The majority of respondents experienced some risk factors for youth homelessness, including:
● 39.7 percent had interactions with foster care system and 48.3 percent with juvenile detention.
● Over half (50.3 percent) had been exposed to parental substance abuse, 60.9 percent to parental incarceration, and 22.5 percent were from military families.
● Over three-quarters (77.5 percent) experienced abuse.
Respondents’ health issues are of concern:
● About a quarter (26.2 percent) described their health as “fair” or “poor” compared to just 5.6 percent of youth in general U.S. population.
● 13.9 percent reported having a physical or developmental disability, or been diagnosed with HIV/AIDS.
● 88.1 percent had used substances in the past 30 days, and 32.5 precent had been admitted to a drug treatment program.
● 31.8 percent had committed self-harming acts such as cutting or burning themselves.

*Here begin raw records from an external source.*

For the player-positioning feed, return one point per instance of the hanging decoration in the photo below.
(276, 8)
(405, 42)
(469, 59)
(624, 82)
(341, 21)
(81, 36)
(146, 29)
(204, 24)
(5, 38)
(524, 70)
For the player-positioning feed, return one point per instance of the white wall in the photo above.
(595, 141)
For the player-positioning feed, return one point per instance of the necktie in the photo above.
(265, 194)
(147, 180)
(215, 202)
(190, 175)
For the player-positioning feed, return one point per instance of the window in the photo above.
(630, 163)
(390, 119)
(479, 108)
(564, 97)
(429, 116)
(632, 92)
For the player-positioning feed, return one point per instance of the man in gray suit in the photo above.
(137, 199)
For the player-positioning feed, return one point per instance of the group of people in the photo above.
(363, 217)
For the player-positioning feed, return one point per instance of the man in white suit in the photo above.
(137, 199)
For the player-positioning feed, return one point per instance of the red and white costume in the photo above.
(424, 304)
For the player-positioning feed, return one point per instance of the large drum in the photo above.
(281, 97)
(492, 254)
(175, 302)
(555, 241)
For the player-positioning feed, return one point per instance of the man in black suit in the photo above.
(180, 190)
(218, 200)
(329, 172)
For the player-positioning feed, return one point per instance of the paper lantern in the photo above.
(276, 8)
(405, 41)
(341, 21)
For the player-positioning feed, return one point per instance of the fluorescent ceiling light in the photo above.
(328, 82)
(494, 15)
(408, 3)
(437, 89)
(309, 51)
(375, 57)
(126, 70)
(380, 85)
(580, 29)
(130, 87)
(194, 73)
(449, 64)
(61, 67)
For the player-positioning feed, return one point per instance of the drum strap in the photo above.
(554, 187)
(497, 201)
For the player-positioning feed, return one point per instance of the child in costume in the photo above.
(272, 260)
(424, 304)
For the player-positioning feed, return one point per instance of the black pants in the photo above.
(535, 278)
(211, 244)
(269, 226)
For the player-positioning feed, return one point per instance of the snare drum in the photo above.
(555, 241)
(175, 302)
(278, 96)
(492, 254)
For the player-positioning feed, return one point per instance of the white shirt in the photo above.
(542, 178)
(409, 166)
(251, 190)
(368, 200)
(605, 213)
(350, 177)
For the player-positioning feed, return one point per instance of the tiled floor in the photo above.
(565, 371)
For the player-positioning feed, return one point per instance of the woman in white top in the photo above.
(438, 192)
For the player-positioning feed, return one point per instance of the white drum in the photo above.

● 39.7 percent had suicidal thoughts and 58.3 percent of them had attempted suicide—indicating that some youth could benefit from treatment that addresses their physical, emotional and psychological health issues.
The types of services that teens and young adults sought can provide insight into the priority of their needs:
● Services accessed by the majority of respondents included hot meals (75.5 percent), clothing and hygiene supplies (69.5 percent), showers (69.5 percent), laundry facilities (52.3 percent), and clinic services (50.3 percent).
● Respondents preferred services that met basic needs over ones such as airfare assistance for family reunification (4.6 percent), treatment for substance use (13.9 percent), and GED classes (15.9 percent).
Given the complexities of this population’s experiences, services and supports could benefit from taking multidimensional approaches to address their needs. A fully resourced service delivery system requires a range of supportive and housing service components specific to the unique and varied needs of homeless youth. This study serves as a starting point for further discussion and research. The data provided paints a picture of street youth on O‘ahu, but only in broad strokes. Being able to accurately describe the breadth of youth homelessness across the state is imperative for providing effective supports that will transition youth from the streets and toward a brighter future.